Conclusion: MPA shows a restrictive ventilatory defect and a lowered diffusion capacity that is both attributable to the AAV and more common in patients with pulmonary fibrosis. As expected, many patients with eGPA have an obstructive ventilatory pattern. AAV-patients with scarring seem to suffer more often from impaired diffusion capacity whereas patients who show signs of consolidation do have a higher risk for a restrictive pattern. The interpretation of our data is limited by the potential indication bias for PFT and the retrospective design. Summing up, PFT should be included in future prospective clinical trials in patients with AAV.

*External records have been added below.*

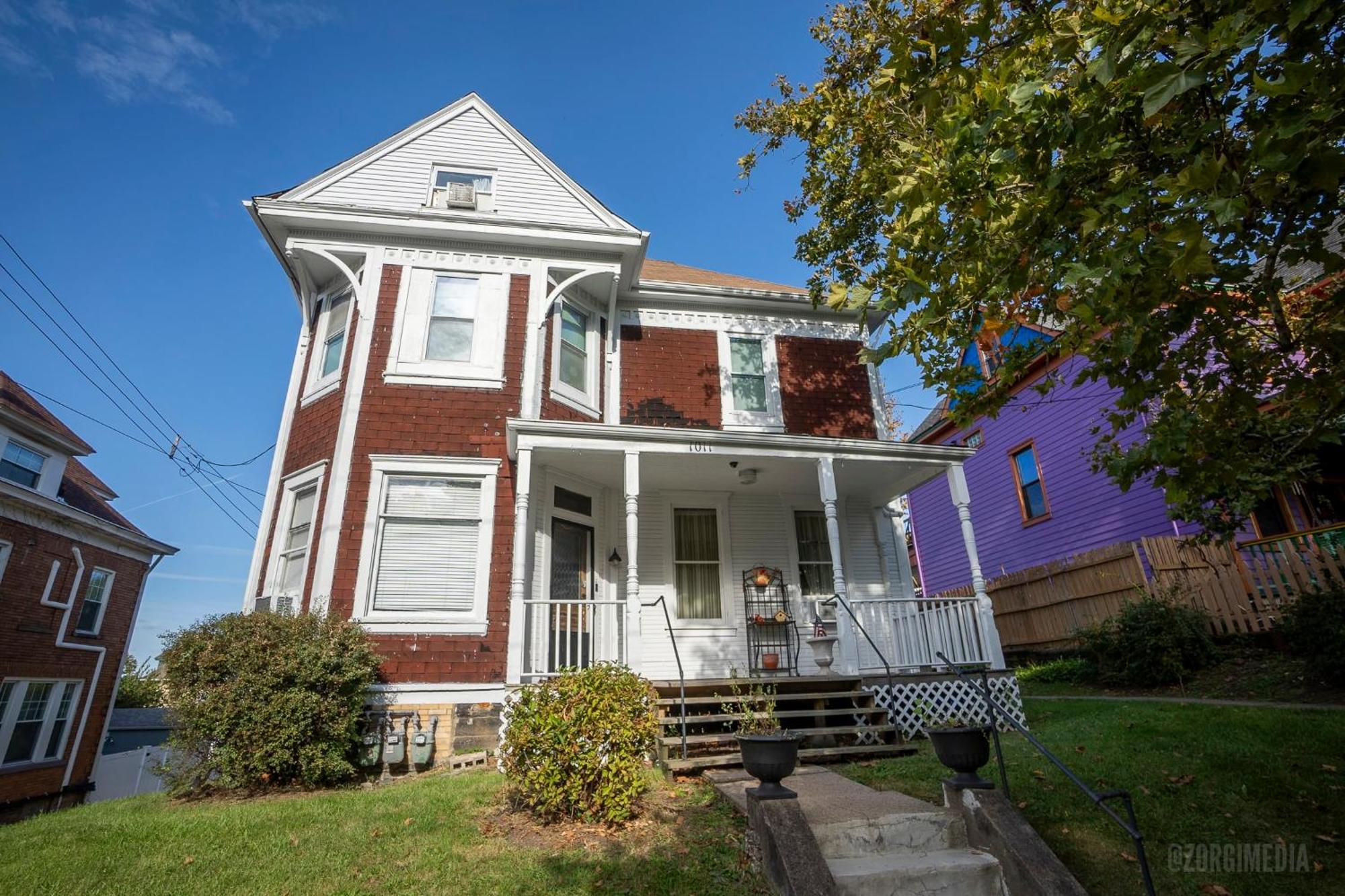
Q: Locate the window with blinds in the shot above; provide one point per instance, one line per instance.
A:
(696, 561)
(428, 544)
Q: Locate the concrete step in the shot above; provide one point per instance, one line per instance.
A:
(899, 831)
(941, 872)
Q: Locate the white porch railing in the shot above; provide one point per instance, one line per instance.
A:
(911, 631)
(564, 634)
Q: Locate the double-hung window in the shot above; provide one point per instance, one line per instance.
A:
(576, 353)
(1032, 493)
(696, 563)
(816, 572)
(36, 720)
(450, 329)
(22, 464)
(96, 602)
(428, 544)
(750, 381)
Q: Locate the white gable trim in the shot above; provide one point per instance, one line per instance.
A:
(470, 103)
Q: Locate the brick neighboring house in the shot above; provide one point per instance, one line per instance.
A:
(508, 430)
(72, 575)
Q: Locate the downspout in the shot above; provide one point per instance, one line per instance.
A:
(116, 685)
(61, 642)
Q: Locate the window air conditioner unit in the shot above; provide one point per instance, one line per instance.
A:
(457, 196)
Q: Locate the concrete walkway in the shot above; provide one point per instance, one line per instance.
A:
(1200, 701)
(880, 842)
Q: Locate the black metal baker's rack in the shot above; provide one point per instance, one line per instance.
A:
(771, 626)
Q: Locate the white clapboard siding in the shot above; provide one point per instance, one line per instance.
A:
(400, 179)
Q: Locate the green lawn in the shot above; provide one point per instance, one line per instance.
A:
(414, 837)
(1198, 774)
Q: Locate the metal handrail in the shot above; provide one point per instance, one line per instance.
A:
(892, 688)
(1132, 827)
(681, 676)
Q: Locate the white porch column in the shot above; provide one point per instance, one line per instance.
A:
(985, 610)
(845, 626)
(518, 567)
(633, 553)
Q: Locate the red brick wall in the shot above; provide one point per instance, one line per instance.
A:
(442, 421)
(553, 409)
(29, 633)
(313, 438)
(670, 377)
(824, 388)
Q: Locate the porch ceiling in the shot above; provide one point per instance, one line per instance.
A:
(703, 460)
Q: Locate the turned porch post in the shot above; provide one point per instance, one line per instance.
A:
(633, 553)
(518, 567)
(985, 610)
(845, 626)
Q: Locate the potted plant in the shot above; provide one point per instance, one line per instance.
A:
(770, 752)
(960, 744)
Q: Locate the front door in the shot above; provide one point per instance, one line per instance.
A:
(571, 641)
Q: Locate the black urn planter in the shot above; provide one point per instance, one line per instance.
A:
(962, 749)
(770, 759)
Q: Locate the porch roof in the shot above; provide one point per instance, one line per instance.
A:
(863, 466)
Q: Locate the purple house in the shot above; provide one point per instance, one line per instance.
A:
(1034, 493)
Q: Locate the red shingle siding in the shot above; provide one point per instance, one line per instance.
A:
(824, 388)
(29, 634)
(670, 377)
(313, 438)
(440, 421)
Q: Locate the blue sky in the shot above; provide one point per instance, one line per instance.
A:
(134, 130)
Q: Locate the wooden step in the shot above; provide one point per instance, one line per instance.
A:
(779, 698)
(782, 713)
(818, 755)
(727, 737)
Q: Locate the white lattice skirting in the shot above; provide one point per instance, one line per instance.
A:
(942, 696)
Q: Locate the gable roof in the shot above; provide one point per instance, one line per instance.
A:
(470, 103)
(670, 272)
(18, 403)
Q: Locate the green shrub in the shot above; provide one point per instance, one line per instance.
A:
(1315, 627)
(266, 698)
(576, 744)
(1153, 641)
(1063, 670)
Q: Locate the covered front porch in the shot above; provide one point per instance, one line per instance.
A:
(644, 545)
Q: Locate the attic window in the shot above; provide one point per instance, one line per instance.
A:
(466, 190)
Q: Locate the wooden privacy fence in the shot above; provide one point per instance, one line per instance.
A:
(1243, 588)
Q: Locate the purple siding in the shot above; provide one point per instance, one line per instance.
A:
(1087, 510)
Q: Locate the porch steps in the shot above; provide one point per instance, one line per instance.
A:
(835, 716)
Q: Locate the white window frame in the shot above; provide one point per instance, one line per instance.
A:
(473, 171)
(769, 420)
(103, 607)
(11, 715)
(583, 400)
(407, 362)
(42, 467)
(290, 489)
(318, 384)
(718, 501)
(459, 623)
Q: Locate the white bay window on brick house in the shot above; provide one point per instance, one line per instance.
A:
(36, 720)
(450, 329)
(750, 382)
(427, 548)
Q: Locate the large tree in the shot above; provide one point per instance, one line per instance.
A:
(1143, 175)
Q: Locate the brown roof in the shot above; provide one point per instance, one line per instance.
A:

Table 1 - Pulmonary function test results:
PFT values are expressed as percentage of predicted. On the left: comparison with 100% predicted of population. On the right: comparison between patients without (n1, first row) and with (n2, second row) pulmonary manifestation. Depending on the presence of Gaussian distribution bidirectional unpaired t-test or Mann-Whitney-U-test with a significance level of α = 5% were used for statistical analysis. Regarding to this mean value or median (*) was quoted. Significant p-values are marked with (**).

Table 2 - Correlation between diagnostic imaging/endoscopy and PFT:
PFT values are expressed as percentage of predicted. Constant (C), diagnosed lung fibrosis (LF), nodules (ND), scarring (SC), consolidation (CL). Not displayed: emphysema, bronchial involvement, stenosis, and diffuse alveolar hemorrhage. Statistical method: Multiple linear regression. B = regression coefficient (95%-CI), β = standardized coefficient, n = number of standardized residuals, R2 = adapted correlation coefficient, F-statistics = describes the significance of the model, significant results are marked with (**).
Disclosures: J. Dieterich, None; Y. Feng, None; J. Mahrhold, None; A. El Rai, None; B. Hellmich, Amgen, AstraZeneca, Bristol-Myers Squibb(BMS), Chugai, GlaxoSmithKline (GSK), InflaRx, Merck/MSD, Novartis, Roche, Vifor, AbbVie/Abbott, Boehringer-Ingelheim, Janssen, Pfizer, Phadia.